Correction: Markovnikov's rule states that the hydrogen of an HX reagent adds to the carbon of the double bond that already bears more hydrogen atoms (the less substituted carbon), placing the halide on the mo...
Inorganic Chemistry
A Coordination Compound
Misconception: Confusing "A compound made of only nonmetals" with "A compound with a central metal ion bonded to surrounding ligands" — a common error when studying a coordination compound.

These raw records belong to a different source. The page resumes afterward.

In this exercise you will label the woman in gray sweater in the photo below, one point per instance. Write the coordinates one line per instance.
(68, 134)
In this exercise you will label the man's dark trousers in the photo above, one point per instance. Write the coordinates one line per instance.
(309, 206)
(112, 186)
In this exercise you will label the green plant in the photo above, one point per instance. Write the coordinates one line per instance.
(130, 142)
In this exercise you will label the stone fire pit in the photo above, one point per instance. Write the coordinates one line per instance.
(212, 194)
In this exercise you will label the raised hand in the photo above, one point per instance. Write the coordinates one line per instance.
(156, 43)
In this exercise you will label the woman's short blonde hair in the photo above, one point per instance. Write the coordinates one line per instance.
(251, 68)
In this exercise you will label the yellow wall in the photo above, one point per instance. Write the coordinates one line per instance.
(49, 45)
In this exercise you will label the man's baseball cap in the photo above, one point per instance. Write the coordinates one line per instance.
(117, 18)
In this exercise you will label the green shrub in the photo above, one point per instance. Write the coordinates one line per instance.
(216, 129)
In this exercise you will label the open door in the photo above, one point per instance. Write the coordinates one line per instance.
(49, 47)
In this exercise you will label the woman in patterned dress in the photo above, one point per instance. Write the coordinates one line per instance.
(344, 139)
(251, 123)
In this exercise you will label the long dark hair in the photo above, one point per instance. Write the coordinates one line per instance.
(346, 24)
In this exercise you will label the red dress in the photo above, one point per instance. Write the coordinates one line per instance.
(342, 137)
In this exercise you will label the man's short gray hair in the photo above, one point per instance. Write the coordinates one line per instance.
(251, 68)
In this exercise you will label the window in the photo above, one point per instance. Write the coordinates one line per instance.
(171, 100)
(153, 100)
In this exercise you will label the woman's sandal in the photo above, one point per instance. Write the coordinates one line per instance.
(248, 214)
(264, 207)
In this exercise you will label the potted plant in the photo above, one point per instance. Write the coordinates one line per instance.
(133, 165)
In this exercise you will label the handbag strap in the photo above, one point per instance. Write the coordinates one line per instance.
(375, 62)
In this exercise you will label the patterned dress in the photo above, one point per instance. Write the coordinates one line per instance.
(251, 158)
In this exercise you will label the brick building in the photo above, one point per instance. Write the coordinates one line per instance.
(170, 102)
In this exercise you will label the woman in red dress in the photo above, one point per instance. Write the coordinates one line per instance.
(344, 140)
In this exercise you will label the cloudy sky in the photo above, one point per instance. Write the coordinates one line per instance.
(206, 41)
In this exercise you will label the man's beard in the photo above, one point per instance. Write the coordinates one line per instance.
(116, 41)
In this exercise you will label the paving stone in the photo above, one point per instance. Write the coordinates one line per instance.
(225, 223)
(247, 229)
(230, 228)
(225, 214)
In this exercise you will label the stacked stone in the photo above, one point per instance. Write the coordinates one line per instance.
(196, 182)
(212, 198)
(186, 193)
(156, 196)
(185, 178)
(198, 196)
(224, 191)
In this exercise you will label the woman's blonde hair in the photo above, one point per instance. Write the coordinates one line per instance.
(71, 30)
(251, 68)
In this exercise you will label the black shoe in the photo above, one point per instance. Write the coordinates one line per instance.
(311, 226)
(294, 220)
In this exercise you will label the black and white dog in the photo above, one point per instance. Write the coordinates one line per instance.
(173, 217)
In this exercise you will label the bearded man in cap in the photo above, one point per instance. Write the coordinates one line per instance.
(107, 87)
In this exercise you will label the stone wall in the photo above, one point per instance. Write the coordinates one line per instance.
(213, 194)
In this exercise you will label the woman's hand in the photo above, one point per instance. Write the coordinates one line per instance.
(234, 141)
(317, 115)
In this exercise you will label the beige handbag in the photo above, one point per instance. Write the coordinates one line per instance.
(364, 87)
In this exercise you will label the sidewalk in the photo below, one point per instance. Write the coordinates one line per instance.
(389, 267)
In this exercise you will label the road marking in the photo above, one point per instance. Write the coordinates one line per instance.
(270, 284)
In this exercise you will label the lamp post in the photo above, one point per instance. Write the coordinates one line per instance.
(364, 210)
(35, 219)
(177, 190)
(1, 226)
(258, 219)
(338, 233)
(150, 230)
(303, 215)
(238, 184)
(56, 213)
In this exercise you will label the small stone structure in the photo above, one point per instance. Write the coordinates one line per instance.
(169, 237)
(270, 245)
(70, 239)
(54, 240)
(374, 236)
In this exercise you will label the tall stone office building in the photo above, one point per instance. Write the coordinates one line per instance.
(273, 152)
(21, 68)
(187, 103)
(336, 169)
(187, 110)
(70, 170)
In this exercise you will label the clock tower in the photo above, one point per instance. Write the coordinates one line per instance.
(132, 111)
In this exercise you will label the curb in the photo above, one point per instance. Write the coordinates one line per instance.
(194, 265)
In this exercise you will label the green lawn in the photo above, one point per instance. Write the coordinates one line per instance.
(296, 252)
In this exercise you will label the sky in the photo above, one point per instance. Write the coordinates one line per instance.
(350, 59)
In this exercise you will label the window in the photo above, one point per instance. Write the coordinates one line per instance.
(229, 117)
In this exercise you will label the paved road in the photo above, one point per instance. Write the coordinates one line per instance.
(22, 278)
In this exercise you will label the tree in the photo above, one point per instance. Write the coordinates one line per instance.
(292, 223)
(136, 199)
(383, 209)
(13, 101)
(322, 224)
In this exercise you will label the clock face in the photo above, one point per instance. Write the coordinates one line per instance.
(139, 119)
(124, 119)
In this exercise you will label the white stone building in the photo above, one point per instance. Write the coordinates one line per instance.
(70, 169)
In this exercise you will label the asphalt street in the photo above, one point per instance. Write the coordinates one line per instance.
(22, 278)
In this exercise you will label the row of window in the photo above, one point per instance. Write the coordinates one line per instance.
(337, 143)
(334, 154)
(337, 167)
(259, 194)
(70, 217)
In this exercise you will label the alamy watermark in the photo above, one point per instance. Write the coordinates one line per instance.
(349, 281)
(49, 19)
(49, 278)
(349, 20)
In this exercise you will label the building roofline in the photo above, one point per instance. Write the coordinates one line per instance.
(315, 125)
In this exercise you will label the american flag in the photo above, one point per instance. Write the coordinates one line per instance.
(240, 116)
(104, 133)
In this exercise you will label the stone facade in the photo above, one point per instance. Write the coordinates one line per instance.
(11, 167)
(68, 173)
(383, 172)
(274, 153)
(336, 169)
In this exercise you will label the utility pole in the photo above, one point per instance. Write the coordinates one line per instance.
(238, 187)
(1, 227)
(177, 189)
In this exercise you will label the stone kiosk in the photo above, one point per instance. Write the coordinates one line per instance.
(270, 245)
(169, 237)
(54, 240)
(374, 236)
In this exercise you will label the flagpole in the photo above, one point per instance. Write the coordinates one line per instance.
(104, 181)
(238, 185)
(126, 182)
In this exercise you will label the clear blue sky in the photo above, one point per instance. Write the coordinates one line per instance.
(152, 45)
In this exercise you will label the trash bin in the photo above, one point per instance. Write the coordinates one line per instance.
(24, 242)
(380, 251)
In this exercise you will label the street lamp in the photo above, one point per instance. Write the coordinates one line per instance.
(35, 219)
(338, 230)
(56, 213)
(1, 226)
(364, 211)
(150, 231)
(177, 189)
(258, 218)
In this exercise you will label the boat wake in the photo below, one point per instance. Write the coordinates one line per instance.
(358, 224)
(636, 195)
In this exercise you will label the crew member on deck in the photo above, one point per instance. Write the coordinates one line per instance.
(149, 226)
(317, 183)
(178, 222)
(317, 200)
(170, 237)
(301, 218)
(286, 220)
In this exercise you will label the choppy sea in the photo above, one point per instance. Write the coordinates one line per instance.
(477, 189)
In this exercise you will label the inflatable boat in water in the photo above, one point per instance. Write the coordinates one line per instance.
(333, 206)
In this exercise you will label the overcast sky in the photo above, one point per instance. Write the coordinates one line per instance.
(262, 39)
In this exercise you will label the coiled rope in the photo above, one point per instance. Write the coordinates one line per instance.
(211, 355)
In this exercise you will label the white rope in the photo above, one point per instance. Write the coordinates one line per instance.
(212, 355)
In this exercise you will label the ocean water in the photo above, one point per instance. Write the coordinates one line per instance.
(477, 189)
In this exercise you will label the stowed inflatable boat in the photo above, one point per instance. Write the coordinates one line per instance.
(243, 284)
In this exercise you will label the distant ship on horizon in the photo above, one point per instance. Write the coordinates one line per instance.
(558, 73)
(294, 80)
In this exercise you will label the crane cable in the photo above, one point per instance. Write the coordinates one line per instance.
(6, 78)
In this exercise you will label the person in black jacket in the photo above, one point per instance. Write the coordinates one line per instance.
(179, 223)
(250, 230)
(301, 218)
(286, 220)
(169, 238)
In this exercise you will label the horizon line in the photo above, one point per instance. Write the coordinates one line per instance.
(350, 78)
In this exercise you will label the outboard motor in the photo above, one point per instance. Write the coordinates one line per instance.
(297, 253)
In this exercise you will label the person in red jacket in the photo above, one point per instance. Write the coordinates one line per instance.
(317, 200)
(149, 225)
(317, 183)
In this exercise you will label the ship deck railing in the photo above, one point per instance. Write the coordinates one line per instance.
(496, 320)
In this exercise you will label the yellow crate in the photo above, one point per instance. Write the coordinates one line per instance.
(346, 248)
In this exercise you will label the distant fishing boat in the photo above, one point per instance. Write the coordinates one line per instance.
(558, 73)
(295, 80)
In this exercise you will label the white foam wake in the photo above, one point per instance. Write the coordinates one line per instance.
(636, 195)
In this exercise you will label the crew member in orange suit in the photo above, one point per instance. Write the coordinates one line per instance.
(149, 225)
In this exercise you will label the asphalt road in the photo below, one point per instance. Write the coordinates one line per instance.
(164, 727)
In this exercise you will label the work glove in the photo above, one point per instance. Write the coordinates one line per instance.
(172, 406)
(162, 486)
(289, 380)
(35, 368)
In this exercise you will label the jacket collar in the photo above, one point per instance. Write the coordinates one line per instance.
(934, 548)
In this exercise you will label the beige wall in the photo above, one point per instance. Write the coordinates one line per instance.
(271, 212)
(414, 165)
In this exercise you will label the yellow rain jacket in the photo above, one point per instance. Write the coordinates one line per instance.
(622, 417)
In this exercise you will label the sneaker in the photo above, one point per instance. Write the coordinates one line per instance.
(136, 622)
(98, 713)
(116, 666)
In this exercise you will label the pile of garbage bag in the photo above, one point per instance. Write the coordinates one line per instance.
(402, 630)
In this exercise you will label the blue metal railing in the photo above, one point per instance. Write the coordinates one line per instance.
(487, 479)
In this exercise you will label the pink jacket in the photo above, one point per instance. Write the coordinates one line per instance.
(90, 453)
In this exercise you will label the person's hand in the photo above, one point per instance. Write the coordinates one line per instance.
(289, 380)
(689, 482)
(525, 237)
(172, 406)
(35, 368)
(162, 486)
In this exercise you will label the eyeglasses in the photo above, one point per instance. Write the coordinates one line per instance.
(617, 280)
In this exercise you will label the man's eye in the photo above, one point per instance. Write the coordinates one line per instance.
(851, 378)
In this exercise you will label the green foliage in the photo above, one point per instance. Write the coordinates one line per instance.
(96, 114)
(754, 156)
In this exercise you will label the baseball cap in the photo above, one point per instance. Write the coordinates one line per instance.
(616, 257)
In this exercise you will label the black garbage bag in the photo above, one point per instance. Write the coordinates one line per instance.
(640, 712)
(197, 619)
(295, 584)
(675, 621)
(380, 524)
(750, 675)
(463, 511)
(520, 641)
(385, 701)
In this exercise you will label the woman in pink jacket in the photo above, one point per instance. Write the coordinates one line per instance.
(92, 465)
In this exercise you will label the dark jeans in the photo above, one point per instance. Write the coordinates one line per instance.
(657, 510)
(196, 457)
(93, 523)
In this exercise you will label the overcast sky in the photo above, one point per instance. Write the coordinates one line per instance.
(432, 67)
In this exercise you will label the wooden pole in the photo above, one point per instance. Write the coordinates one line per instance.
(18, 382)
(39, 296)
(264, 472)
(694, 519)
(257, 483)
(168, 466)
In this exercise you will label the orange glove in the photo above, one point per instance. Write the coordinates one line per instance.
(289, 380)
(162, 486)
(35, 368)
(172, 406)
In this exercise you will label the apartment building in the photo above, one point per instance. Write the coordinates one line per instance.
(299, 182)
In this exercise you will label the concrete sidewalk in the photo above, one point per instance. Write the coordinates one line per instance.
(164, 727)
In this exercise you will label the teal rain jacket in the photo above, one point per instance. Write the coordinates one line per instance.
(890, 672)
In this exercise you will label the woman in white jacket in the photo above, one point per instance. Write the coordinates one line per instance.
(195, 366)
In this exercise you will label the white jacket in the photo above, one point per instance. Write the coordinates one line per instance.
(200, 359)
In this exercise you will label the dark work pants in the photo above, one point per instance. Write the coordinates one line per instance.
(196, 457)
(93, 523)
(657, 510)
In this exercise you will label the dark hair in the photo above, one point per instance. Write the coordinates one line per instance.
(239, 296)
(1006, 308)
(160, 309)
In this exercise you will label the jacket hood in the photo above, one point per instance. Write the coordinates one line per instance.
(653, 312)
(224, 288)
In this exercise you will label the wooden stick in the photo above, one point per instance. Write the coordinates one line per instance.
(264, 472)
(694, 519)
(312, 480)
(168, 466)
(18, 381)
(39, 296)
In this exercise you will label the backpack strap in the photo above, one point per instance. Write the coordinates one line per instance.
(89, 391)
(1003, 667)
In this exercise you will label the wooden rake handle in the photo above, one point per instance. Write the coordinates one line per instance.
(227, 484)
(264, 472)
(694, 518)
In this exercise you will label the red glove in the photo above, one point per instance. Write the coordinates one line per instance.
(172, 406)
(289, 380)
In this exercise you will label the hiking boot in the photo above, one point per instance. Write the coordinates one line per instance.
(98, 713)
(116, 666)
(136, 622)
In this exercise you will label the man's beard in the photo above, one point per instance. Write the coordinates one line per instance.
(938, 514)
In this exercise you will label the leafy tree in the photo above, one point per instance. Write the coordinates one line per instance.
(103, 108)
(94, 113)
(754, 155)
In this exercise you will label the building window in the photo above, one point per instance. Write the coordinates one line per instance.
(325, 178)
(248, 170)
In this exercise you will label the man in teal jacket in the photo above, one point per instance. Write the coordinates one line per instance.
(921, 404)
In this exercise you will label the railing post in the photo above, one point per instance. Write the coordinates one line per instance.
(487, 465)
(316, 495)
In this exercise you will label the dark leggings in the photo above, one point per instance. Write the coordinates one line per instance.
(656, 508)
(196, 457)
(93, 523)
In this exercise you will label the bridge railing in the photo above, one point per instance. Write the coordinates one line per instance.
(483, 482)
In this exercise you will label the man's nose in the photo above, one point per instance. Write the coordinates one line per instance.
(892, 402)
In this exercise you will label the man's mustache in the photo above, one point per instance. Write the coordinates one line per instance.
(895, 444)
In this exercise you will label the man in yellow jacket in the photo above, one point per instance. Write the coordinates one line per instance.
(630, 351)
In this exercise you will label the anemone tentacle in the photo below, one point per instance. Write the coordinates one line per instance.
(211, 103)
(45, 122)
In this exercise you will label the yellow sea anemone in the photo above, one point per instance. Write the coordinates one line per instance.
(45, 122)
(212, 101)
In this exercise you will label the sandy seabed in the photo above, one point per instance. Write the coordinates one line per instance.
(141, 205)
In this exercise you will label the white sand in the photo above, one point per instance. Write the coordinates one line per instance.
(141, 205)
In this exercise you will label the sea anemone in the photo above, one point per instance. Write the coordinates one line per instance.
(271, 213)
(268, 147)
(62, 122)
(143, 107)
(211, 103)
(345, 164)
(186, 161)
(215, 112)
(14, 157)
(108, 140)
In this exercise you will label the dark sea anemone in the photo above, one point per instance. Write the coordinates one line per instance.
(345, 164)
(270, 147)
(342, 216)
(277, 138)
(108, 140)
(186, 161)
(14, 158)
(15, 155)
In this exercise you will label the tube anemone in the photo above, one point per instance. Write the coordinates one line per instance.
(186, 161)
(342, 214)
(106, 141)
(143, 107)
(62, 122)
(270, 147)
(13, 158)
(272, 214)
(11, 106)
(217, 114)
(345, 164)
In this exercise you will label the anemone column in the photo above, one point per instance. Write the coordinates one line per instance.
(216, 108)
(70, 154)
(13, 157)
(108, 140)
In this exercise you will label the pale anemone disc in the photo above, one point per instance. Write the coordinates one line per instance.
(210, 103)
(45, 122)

Correction: A coordination compound consists of a central metal atom or ion surrounded by molecules or ions called ligands that donate electron pairs to the metal through coordinate covalent bonds.
D-Orbitals
Misconception: Confusing "They all remain at the same energy" with "They split into two sets: lower-energy t2g and higher-energy eg" — a common error when studying d-orbitals.
Correction: In an octahedral field, the five d-orbitals split into a triply degenerate lower-energy set (t2g: dxy, dxz, dyz) and a doubly degenerate higher-energy set (eg: dz2, dx2-y2). The energy difference i...
Following
Misconception: Confusing "H2O" with "CN-" — a common error when studying following.
Correction: CN- (cyanide) is one of the strongest-field ligands. Strong-field ligands cause large d-orbital splitting, often leading to low-spin complexes with paired electrons.
Oxidation State
Misconception: Confusing "+2" with "+3" — a common error when studying oxidation state.
Correction: In Fe2O3, each oxygen is -2, giving a total of -6 for three oxygens. To balance this, two iron atoms must contribute +6 total, so each iron is in the +3 oxidation state.